= Bill Hunter (politician) =

Bill Hunter (1920 – 9 July 2015) was a Trotskyist activist in Britain and a leader of the International Socialist League.

== Life ==

Hunter began his revolutionary career as a member of the Independent Labour Party in World War II, when he was a part of the circle around the Free Expression discussion magazine in that group. With the decline of the ILP, Hunter became a Trotskyist and joined the Revolutionary Communist Party in which he played a leading role in its final period.

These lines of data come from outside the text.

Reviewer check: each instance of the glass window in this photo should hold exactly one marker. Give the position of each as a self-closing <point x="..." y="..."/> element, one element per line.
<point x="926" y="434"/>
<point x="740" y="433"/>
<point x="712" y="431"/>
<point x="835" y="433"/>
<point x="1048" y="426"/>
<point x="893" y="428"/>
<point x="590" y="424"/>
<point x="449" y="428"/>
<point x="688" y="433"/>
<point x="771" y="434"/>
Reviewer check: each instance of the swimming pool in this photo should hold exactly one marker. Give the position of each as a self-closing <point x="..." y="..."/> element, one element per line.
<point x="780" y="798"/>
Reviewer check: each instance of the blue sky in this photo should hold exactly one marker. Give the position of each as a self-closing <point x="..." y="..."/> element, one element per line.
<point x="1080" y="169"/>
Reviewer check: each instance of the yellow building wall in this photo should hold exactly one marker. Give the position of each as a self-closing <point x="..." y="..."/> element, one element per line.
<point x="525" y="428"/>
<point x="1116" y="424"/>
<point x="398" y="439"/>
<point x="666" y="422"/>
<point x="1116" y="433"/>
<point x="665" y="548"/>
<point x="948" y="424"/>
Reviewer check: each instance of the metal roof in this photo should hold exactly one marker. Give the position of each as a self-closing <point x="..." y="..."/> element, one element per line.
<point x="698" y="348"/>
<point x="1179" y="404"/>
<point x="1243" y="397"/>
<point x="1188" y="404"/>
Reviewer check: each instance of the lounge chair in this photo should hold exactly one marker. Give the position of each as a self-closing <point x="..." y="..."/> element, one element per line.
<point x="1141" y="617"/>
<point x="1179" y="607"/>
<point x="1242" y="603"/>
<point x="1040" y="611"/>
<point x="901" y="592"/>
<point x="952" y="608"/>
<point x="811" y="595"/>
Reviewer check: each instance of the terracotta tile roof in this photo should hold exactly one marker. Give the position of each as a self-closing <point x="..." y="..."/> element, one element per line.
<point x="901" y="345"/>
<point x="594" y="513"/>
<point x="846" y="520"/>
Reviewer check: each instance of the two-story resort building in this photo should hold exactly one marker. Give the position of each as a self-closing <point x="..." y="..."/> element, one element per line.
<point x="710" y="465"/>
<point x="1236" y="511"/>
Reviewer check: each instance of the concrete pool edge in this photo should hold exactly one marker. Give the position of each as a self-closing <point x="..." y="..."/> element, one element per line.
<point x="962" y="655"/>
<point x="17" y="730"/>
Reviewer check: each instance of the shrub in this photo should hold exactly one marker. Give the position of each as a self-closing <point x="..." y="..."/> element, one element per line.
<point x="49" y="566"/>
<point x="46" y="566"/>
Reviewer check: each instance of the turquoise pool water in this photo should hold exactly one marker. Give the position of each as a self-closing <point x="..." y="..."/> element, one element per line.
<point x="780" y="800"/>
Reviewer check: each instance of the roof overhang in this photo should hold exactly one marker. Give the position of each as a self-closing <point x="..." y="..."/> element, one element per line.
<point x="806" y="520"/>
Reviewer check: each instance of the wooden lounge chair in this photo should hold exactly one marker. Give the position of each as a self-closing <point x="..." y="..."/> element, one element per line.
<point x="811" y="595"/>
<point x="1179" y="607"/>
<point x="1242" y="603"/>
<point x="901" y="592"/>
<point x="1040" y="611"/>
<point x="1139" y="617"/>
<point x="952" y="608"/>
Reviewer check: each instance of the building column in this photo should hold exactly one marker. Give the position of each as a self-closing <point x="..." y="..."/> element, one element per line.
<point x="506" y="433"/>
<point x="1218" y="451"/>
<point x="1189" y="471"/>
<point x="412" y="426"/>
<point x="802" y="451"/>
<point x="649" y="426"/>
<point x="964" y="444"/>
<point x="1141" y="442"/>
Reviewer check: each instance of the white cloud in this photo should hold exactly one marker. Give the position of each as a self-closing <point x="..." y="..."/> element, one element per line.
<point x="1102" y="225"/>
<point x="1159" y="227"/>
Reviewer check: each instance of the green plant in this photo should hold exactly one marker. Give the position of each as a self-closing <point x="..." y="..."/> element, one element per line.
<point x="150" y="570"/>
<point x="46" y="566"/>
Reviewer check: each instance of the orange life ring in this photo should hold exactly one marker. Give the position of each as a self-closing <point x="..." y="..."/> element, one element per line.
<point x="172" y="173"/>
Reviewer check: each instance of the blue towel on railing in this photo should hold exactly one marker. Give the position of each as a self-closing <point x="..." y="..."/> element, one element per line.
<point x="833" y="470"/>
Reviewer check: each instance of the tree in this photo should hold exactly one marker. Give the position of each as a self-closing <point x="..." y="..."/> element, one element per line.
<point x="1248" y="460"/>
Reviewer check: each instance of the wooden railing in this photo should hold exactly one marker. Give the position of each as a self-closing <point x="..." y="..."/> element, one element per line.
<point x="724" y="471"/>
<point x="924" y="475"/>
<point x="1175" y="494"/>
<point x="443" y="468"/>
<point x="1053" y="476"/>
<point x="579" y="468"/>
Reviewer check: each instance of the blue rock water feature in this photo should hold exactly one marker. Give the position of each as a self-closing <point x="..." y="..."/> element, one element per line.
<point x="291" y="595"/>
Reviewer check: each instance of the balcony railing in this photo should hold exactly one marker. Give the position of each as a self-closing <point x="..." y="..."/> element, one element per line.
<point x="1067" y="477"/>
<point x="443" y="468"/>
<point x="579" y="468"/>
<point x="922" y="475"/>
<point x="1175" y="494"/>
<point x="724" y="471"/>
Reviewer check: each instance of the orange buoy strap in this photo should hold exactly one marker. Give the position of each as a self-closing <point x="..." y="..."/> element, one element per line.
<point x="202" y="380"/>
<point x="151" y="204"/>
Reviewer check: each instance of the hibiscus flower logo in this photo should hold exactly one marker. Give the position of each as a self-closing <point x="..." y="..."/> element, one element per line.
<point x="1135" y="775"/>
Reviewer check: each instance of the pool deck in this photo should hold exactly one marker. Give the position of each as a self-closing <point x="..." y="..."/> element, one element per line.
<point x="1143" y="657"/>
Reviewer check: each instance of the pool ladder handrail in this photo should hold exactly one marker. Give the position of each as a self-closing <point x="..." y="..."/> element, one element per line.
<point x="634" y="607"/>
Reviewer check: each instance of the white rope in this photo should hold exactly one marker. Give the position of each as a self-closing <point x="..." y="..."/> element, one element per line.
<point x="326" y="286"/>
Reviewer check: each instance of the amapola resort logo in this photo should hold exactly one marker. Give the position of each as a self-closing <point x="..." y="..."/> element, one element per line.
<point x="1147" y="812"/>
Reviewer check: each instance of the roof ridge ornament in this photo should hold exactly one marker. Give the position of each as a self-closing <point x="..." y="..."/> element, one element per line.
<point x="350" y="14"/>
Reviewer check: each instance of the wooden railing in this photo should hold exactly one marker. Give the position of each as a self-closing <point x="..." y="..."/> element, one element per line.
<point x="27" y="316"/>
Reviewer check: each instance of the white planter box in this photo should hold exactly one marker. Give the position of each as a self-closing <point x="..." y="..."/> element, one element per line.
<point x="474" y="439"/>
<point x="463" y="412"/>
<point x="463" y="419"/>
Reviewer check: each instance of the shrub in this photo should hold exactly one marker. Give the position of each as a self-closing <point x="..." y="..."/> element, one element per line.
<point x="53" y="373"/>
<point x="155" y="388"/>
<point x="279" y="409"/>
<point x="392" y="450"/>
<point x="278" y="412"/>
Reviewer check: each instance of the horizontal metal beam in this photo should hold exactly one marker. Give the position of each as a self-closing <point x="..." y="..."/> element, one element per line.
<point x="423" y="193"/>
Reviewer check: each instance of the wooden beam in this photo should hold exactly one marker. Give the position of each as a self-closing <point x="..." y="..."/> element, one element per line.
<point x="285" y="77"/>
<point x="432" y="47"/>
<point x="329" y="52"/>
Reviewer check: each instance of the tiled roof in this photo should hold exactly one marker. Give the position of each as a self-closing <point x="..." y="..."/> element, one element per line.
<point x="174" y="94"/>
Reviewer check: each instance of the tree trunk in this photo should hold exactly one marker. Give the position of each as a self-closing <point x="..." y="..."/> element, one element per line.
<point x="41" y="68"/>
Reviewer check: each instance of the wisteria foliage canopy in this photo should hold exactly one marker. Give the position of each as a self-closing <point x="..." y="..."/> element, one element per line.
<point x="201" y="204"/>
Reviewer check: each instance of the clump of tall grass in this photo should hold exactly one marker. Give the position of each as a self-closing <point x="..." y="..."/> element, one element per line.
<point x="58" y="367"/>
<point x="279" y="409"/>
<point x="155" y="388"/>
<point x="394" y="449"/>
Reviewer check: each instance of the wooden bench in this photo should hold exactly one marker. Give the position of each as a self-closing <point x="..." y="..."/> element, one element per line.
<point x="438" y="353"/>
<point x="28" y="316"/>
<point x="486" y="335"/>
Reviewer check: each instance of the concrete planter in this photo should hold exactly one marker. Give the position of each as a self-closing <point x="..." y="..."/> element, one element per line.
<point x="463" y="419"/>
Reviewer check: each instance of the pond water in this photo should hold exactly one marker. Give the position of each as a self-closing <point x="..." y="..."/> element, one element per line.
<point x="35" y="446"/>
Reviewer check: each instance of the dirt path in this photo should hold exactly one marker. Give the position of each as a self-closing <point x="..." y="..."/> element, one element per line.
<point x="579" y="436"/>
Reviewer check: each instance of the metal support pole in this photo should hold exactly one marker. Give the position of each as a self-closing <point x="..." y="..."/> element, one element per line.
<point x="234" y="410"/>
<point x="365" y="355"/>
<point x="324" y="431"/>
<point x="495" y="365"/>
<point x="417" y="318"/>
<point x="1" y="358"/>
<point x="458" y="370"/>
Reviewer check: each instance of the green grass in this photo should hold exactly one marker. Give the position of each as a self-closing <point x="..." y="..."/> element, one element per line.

With the collapse of the RCP, Hunter joined the Gerry Healy-led group known as The Club, although he had not belonged to Healy's faction in the RCP. He remained a leading member of Healy's groups until the collapse of the organisation.

When Healy's Workers Revolutionary Party split in 1985, Hunter joined Cliff Slaughter's anti-Healy faction, around what was soon renamed the Workers Press newspaper. In this group, he became attracted to the faction of international Trotskyism led by Nahuel Moreno. In 1988, he and Martin Ralph led a small split to form the International Socialist League as a section of Moreno's organisation.

Bill Hunter wrote several books, including Forgotten Hero: The Life and Times of Edward Rushton about the blind Liverpool-born anti-slavery campaigner, and the two part autobiography Lifelong Apprenticeship: The Life and Times of a Revolutionary. He died on 9 July 2015.